Hello  DuckDB

Hello DuckDB

I stumbled upon DuckDB recently when I was doing data analysis with python Pandas. The 3 steps - set up/installation, data exploration, and execution, and it was a very pretty quick implementation.

In this post, we will be discussing DuckDB, and what DuckDB is not and will also see a sample snippet for querying pandas using DuckDB.

DuckDB is similar to SQLite(in fact coined with the term -SQLite for Analytics)- from a quick installation and embedded database perspective, but the difference is SQLite is designed for OLTP workloads. The initial motivation for the DuckDB has been started with a thought to design a solution for analytics for the data that can fit in memory to avoid the propagation of the data to an RDBMS just to do the analytics

DuckDB has been pretty well documented here, following are the key takeaways.

  • Especially build for OLAP workloads - DuckDB via a columnar vectorized query execution engine, a large batch of values is processed in one operation, unlike a standard query execution engine which processes one row at a time. In other words, each column will be stored as a vector.

  • Simple Installation - Integrated to package manager!

pip install duckdb

and you are done with the setup!. Just like SQLite.

  • SQL Support - Like any other SQL-based RDBMS we can write SQL queries for data wrangling/analysis. Writing SQL on top of your pandas dataframe efficiently and without ever leaving the pandas Dataframe binary format - even better. We can also use relational API that can be used to chain together query operations. Click here for Benchmark results

  • Handles data efficiently within a single machine- for the data that fits in a single machine.

  • Direct Parquet/CSV querying - Out-of-box support to read and write parquet/CSV files

  • Multi-Version Concurrency Control - Aimed primarily for bulk Insert/Update/Delete, not the transactional workload perspective concurrency.

    Click here for more details

import duckdb
# to start an in-memory database
con = duckdb.connect(database=':memory:')
# to use a database file (not shared between processes)
con = duckdb.connect(database='my-db.duckdb', read_only=False)
# to use a database file (shared between processes)
con = duckdb.connect(database='my-db.duckdb', read_only=True)

duckdb1.png

What DuckDB is not

  • Not a transactional database

  • Not a replacement for the use case that fits distributed workloads. But efficiently works with data that can fit in a single instance.

Querying Pandas

We can work with Pandas using DuckDB either using SQL Query or Relational API. When SQL Query offers the advantage of ease of use, relational API helps to lazily evaluate the query operations chained together which will help in the optimization of the execution. The following example has been taken from DuckDB official documentation.

import duckdb
import pandas

# connect to an in-memory database
con = duckdb.connect()
input_df = pandas.DataFrame.from_dict({'i':[1,2,3,4],
                                       'j':["one", "two", "three", "four"]})
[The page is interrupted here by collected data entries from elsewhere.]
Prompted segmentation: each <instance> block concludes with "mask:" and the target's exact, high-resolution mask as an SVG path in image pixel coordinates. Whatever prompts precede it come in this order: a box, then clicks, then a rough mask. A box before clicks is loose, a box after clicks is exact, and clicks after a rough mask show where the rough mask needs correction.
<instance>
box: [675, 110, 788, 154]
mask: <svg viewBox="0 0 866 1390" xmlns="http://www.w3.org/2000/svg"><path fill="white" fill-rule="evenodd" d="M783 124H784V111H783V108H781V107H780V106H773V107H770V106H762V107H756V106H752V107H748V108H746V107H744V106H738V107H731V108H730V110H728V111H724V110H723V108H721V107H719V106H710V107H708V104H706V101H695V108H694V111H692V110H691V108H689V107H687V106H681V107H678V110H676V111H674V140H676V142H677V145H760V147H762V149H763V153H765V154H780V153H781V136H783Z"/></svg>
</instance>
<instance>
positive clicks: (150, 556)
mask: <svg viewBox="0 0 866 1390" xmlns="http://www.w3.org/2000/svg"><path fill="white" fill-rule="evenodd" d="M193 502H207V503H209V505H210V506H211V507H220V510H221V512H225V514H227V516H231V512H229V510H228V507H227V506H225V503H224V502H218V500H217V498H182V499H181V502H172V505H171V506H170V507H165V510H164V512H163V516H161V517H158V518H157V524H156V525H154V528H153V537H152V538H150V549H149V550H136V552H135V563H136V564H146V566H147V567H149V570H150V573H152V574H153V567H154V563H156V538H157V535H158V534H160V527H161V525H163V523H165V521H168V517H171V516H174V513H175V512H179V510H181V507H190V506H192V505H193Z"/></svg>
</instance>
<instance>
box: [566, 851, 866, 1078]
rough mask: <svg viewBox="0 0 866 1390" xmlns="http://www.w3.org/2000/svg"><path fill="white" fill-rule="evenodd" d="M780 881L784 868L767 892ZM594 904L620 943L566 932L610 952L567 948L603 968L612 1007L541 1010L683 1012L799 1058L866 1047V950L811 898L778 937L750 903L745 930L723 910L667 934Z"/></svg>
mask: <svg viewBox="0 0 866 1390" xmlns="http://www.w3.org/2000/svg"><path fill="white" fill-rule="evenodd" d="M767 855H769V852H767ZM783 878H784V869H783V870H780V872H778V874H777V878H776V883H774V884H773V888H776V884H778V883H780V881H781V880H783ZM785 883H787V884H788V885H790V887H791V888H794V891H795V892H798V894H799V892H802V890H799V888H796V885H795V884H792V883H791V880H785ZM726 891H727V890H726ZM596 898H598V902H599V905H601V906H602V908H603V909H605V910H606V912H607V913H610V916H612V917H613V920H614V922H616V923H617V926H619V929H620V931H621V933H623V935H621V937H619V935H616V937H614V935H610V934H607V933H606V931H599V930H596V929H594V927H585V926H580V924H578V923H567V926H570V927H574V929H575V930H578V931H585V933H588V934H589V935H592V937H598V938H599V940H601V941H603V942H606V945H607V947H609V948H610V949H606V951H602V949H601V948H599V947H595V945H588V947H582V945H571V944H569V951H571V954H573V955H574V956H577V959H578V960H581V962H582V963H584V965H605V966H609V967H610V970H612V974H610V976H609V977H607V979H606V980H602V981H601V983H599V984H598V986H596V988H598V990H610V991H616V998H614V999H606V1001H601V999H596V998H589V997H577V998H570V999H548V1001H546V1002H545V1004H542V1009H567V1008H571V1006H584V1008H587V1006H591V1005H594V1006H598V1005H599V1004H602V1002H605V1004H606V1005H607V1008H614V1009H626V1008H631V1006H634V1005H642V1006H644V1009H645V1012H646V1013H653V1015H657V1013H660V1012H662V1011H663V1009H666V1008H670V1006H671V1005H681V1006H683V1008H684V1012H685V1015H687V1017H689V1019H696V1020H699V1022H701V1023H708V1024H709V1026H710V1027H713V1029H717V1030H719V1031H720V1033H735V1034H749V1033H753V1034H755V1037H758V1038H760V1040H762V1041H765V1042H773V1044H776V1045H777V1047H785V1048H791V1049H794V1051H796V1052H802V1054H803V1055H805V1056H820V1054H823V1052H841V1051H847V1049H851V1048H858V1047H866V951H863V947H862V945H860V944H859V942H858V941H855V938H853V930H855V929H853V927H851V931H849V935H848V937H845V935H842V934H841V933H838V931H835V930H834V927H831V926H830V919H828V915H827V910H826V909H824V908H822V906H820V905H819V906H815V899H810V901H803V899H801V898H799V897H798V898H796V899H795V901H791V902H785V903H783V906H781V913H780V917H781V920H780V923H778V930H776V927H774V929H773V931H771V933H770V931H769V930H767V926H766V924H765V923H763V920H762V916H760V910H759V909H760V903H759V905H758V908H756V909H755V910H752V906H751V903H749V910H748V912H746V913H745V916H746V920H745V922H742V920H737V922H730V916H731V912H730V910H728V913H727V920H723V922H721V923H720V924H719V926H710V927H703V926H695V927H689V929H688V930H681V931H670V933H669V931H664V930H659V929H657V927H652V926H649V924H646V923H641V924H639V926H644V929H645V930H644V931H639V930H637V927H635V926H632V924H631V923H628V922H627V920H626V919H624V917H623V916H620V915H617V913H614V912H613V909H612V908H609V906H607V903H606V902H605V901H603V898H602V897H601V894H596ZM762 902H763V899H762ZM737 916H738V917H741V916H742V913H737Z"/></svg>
# create a DuckDB relation from a dataframe
rel = con.df(input_df)
# chain together relational operators (this is a lazy operation, so the operations are not yet executed)
transformed_rel = rel.filter('i >= 2').project('i, j, i*2 as two_i').order('i desc').limit(2)

# trigger execution by requesting .df() of the relation
relational_df = transformed_rel.df()
print('df using relational API ')
print(relational_df)


## SQL ON PANDAS
sql_df=con.execute('SELECT i, j, i*2 as two_i FROM input_df ORDER BY i desc limit 2').df()
print('df using sql query ')
print(sql_df)

A further extensive example can be found here. As mentioned in the above code snippet the relational operators are lazily evaluated until an execution action is called upon.

Summary

In this post we have gone through DuckDB a simple, fast vectorized embedded database optimized for analytics and have also had a closer look at each of its features, what it is not and how to query pandas using both relational API and SQL.